Die oscarnominierte Regisseurin Costa betont, “Apokalypse” heiße eigentlich “Offenbarung”: Wir sollten die Augen öffnen, um zu begreifen, was gerade weltweit mit rechtem Fundamentalismus passiere – ein Film als Roadtrip in die Herzen und Köpfe der Zuschauer*innen, als Zeug*innen des Erosionsprozesses der Demokratie.
Apocalypse in the Tropics spiegelt wider, wie Glauben im Zeitalter der unregulierten Information wirkt, die von Politiker*innen und Multimillionär*innen zu fake news manipuliert werden. Dies geschieht unter direkter Beteiligung der USA, die Evangelikale nach Brasilien schickte, um Politik enger an Religion zu binden. Der Film ist eine dringende Warnung vor der Manipulation einer geschwächten Demokratie durch religiösen Fundamentalismus im Auftrag politischer Interessen. Dadurch werden demokratische Prinzipien nicht nur in Brasilien, sondern auch weit über seine Grenzen hinaus angegriffen.
Rechtspopulismus als Gefahr für den Film
Angesichts der systematischen Zerstörung der argentinischen Filmindustrie durch die Kahlschlagpolitik des rechtspopulistischen Präsidenten Javier Milei hat das Festival in diesem Jahr einen besonderen Fokus auf den derzeit um sein Überleben kämpfenden argentinischen Film gesetzt.

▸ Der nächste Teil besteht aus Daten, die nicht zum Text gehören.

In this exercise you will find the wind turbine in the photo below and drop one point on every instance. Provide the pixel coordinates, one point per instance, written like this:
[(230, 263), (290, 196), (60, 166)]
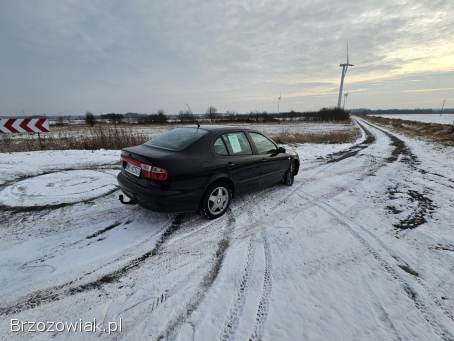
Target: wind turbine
[(278, 103), (345, 100), (344, 72), (442, 107)]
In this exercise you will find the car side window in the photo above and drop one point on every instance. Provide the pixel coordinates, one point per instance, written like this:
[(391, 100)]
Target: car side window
[(219, 147), (262, 143), (237, 144)]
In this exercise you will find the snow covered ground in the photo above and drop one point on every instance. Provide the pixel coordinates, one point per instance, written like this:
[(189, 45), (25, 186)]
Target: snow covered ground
[(360, 247), (428, 118), (154, 130)]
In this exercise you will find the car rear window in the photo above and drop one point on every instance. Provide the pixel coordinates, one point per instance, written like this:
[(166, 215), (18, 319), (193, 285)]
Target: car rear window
[(238, 144), (177, 139)]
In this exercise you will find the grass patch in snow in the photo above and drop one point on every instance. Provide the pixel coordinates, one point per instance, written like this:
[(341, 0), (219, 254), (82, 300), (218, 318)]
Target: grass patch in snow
[(99, 137)]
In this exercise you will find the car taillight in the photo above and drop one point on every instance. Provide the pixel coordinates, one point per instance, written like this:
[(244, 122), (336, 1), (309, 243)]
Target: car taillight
[(158, 173), (148, 171)]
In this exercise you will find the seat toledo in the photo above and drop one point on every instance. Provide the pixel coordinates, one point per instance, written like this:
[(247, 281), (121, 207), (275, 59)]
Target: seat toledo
[(201, 169)]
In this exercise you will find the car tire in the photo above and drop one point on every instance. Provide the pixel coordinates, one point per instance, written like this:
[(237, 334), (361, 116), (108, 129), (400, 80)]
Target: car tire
[(289, 176), (216, 200)]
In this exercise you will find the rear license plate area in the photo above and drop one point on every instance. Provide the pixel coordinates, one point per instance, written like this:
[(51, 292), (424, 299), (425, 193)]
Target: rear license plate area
[(131, 169)]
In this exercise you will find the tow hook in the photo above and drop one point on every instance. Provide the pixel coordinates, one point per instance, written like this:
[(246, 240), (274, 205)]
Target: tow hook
[(122, 200)]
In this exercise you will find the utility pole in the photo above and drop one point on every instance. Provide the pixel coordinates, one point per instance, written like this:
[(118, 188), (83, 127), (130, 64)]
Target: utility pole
[(344, 67)]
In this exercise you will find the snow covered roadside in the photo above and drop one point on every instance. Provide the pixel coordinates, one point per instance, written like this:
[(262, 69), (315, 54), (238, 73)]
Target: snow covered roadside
[(17, 165)]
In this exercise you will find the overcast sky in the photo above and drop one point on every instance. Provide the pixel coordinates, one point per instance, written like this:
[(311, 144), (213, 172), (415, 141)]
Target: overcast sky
[(139, 56)]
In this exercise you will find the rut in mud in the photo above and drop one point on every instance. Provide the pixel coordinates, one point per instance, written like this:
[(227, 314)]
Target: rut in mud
[(354, 150), (423, 205)]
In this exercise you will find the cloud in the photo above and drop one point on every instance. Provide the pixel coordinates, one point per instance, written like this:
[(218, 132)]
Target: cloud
[(138, 55)]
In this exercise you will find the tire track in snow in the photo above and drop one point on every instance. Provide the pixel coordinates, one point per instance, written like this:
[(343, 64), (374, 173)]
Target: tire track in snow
[(207, 281), (231, 322), (425, 206), (383, 314), (418, 301), (262, 309), (52, 294)]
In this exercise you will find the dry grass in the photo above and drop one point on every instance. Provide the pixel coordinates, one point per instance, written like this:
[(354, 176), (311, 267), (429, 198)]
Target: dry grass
[(442, 133), (328, 138), (94, 138), (115, 137)]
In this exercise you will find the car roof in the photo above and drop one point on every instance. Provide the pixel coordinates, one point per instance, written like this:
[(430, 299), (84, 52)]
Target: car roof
[(224, 129)]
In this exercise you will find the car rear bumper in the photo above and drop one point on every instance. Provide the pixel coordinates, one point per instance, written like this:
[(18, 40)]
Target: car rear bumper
[(161, 200)]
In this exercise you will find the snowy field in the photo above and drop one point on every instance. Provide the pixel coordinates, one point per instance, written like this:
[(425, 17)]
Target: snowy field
[(361, 247), (427, 118), (269, 128)]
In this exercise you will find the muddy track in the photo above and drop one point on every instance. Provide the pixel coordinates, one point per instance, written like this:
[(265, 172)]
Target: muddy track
[(232, 321), (418, 301), (52, 294), (425, 206), (262, 309), (354, 150), (400, 148)]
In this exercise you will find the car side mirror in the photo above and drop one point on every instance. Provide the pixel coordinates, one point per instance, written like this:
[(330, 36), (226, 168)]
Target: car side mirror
[(280, 150)]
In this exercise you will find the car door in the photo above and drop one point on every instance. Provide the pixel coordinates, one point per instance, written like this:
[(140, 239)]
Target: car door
[(273, 164), (243, 165)]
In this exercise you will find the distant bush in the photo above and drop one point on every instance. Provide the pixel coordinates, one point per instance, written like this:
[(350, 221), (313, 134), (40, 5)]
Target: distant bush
[(99, 137)]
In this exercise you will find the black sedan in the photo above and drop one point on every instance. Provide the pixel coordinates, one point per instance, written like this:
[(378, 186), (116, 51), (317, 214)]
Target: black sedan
[(201, 169)]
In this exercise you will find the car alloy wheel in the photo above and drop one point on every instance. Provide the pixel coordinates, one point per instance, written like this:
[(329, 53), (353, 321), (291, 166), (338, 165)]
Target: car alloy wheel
[(289, 177), (216, 200)]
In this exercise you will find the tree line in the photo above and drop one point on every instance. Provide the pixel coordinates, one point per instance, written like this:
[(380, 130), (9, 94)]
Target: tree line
[(213, 116)]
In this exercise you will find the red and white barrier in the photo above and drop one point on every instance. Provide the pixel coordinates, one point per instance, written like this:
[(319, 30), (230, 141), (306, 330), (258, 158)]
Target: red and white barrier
[(24, 125)]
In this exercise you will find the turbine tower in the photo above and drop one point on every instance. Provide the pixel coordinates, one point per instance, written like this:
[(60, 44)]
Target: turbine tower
[(344, 72), (345, 100), (279, 99)]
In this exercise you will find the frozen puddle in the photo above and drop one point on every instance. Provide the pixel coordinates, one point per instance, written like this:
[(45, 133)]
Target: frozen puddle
[(64, 187)]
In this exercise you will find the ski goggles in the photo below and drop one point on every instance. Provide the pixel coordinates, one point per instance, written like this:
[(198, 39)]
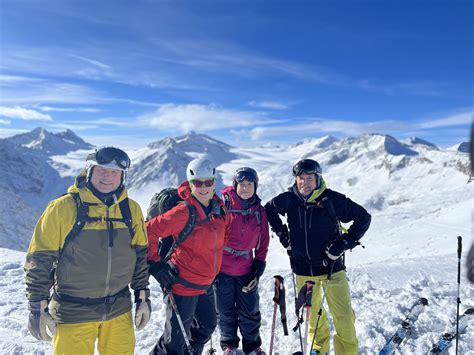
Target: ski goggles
[(245, 174), (307, 167), (110, 155), (201, 183)]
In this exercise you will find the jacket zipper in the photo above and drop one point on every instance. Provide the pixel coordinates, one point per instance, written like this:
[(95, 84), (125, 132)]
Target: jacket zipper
[(110, 231), (306, 240), (215, 250)]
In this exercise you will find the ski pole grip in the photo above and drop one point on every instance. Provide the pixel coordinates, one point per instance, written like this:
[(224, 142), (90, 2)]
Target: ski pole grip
[(459, 246), (331, 267)]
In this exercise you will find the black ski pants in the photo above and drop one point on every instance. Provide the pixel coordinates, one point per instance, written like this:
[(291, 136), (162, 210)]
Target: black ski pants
[(238, 310), (198, 314)]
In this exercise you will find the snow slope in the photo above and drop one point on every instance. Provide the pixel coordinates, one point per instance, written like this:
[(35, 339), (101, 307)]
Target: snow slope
[(382, 294), (417, 194)]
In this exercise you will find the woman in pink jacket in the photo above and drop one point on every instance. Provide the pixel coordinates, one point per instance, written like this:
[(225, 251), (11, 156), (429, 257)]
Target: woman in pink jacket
[(243, 264)]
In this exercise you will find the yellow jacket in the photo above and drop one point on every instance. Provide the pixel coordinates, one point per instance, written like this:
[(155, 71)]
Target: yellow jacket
[(99, 262)]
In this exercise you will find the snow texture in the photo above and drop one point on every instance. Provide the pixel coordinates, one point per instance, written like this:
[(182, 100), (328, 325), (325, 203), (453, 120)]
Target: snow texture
[(418, 196)]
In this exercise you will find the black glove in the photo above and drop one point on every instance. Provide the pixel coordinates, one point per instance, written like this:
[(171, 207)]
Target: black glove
[(284, 237), (165, 273), (142, 308), (39, 321), (335, 249), (258, 267)]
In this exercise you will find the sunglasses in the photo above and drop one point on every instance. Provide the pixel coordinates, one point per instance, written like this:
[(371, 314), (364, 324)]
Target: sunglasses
[(110, 154), (200, 183), (306, 167), (247, 174)]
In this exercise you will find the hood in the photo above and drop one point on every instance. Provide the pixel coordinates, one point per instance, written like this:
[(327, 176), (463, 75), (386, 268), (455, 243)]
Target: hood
[(314, 195), (236, 200), (86, 194)]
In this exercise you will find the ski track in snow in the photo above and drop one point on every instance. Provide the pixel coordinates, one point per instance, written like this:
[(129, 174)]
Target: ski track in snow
[(382, 295)]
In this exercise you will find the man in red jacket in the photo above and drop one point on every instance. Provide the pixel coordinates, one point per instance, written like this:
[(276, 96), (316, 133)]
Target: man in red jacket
[(242, 265), (194, 264)]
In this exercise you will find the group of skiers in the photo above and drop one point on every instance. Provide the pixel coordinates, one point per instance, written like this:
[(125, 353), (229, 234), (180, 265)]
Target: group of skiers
[(208, 253)]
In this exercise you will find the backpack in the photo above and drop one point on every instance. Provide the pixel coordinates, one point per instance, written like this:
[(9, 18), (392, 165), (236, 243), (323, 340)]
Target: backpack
[(162, 202)]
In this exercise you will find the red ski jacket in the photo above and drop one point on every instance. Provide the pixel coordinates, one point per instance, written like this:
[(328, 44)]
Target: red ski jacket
[(198, 259)]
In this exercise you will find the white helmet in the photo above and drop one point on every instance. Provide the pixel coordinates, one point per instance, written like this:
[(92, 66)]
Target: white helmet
[(201, 168)]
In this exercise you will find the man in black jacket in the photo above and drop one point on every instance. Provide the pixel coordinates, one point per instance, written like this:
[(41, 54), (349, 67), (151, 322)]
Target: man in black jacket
[(315, 242)]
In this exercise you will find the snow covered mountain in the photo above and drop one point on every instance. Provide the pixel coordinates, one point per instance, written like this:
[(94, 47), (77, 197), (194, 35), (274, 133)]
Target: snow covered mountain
[(31, 177), (417, 193)]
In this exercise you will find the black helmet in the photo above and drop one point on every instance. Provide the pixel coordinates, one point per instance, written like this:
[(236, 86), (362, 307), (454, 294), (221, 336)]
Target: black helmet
[(245, 173), (308, 166)]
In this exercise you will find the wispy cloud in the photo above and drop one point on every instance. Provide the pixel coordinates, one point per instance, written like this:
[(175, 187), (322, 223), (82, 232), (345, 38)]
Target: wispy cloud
[(349, 127), (22, 113), (454, 120), (46, 91), (93, 62), (271, 105), (201, 118), (68, 109)]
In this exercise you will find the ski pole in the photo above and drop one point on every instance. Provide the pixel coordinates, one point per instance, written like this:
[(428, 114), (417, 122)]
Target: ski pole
[(212, 351), (320, 311), (180, 322), (307, 306), (459, 284), (275, 305), (296, 299)]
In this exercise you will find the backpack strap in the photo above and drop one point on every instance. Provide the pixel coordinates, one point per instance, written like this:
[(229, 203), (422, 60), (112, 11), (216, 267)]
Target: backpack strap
[(124, 206), (82, 215), (186, 231)]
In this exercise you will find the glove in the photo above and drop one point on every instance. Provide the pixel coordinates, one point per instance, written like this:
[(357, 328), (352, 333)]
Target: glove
[(258, 267), (335, 249), (165, 273), (40, 319), (284, 237), (142, 308)]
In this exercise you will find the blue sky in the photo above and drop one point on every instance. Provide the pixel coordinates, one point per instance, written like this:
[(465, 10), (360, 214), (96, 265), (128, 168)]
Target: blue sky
[(247, 72)]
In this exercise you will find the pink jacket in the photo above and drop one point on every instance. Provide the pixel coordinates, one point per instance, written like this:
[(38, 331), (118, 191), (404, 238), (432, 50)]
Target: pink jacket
[(248, 238)]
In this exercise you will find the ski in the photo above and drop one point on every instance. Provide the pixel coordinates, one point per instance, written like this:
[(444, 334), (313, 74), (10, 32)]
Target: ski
[(445, 341), (405, 328)]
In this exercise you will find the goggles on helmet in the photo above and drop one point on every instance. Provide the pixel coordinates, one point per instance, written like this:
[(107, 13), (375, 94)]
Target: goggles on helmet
[(307, 166), (110, 155), (201, 183), (248, 174)]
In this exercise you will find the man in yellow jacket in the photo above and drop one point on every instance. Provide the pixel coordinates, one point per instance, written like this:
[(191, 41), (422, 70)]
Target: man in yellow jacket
[(87, 248)]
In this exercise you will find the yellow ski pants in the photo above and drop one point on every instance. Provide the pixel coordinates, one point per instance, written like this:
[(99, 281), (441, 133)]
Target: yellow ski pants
[(115, 336), (338, 298)]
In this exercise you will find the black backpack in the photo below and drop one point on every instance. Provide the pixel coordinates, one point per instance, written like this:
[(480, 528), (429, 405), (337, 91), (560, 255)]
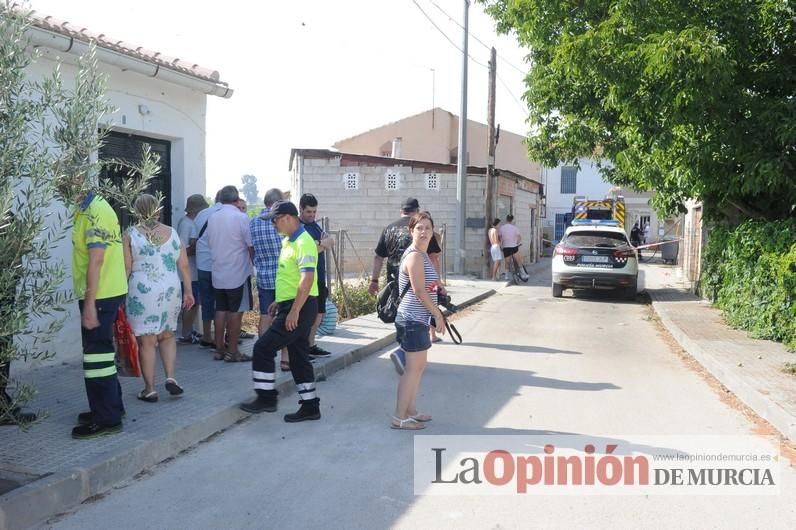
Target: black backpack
[(388, 300)]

Die Academia de las Artes y Ciencias Cinematográficas de Argentina hat mit Unterstützung des Festivals, der Jurys, Programmleiter*innen und aller anwesenden Filmschaffenden aus Lateinamerika ein starkes Zeichen gesetzt. Festivalleiter José Luis Rebordinos bekundete in einem Manifest seine Solidarität und betonte die Relevanz des argentinischen Films für die globale Filmlandschaft. Dieses Jahr sind allein in den Hauptsektionen 16 argentinische Werke im Programm vertreten, aber es sei ungewiss, wie viele es im nächsten Jahr sein werden – vielleicht gar keine mehr, denn es werden keine Projekte mehr finanziert. Dabei gibt jede einzelne erzählte Geschichte dem Land Identität, Kultur und Arbeit. Film ist in Argentinien als Beitrag zum kollektiven Gedächtnis auch ein wichtiges Medium, damit die schmerzvolle Geschichte des Landes nicht in Vergessenheit gerät.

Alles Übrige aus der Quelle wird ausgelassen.